In sorrow worn away;

Youth, joy, and bloom have no more sure entombing.
It is a common story which the air
Has had around the weary world to bear,
That of the trusting spirit's vain accusing;
Yet once how firm and fond
Seem'd the eternal bond

That now a few brief parted days are loosing.
Close to her heart the weary pigeon lies,
Gazing upon her with its earnest eyes,
Which seem to ask-Why are we thus neglected?
It is the still despair

Of passion forced to bear

Its deep and tender offering rejected.

Poor girl! her soul is heavy with the past; Around the shades of night are falling fast; Heavier still the shadow passing o'er her.
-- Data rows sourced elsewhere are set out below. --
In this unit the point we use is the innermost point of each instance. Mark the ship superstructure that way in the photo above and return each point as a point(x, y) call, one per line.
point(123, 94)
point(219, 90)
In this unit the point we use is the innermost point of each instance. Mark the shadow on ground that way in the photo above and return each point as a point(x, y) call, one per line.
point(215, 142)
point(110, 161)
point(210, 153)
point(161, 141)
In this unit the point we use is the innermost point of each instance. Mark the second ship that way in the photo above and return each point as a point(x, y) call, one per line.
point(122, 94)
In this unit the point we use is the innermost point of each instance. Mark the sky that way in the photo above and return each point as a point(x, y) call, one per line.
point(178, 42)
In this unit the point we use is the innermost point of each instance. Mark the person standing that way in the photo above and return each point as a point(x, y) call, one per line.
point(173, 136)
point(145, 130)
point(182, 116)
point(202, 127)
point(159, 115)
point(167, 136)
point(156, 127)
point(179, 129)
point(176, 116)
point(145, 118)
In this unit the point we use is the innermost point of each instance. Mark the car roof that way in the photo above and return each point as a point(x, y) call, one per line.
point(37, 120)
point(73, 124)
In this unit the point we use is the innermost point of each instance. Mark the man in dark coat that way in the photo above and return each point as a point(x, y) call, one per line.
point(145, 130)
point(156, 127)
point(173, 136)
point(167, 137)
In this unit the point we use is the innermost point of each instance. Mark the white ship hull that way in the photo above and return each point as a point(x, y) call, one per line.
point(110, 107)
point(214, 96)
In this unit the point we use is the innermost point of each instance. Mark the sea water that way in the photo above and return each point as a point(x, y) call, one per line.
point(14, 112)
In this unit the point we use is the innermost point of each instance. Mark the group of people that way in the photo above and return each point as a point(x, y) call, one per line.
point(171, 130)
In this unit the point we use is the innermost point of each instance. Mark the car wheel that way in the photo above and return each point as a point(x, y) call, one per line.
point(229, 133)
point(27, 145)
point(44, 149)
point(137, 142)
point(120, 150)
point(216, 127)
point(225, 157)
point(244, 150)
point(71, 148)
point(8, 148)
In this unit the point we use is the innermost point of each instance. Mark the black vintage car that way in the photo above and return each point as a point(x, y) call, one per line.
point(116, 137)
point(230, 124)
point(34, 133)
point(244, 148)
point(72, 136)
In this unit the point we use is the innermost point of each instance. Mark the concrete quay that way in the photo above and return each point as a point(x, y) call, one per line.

The maiden will no more

Watch on the sea-beat shore

The darkness of the grave is now before her.

SUCCESS ALONE SEEN.

FEW know of life's beginnings-men behold
The goal achieved;-the warrior, when his sword
Flashes red triumph in the noonday sun;
The poet, when his lyre hangs on the palm;
The statesman, when the crowd proclaim his voice,
And mould opinion, on his gifted tongue:
They count not life's first steps, and never think
Upon the many miserable hours

When hope deferr'd was sickness to the heart.
They reckon not the battle and the march,
The long privations of a wasted youth;
They never see the banner till unfurl'd.
What are to them the solitary nights
Past pale and anxious by the sickly lamp,
Till the young poet wins the world at last
To listen to the music long his own?
The crowd attend the statesman's fiery mind
That makes their destiny; but they do not trace
Its struggle, or its long expectancy.
Hard are life's early steps; and, but that youth
Is buoyant, confident, and strong in hope,
Men would behold its threshold, and despair.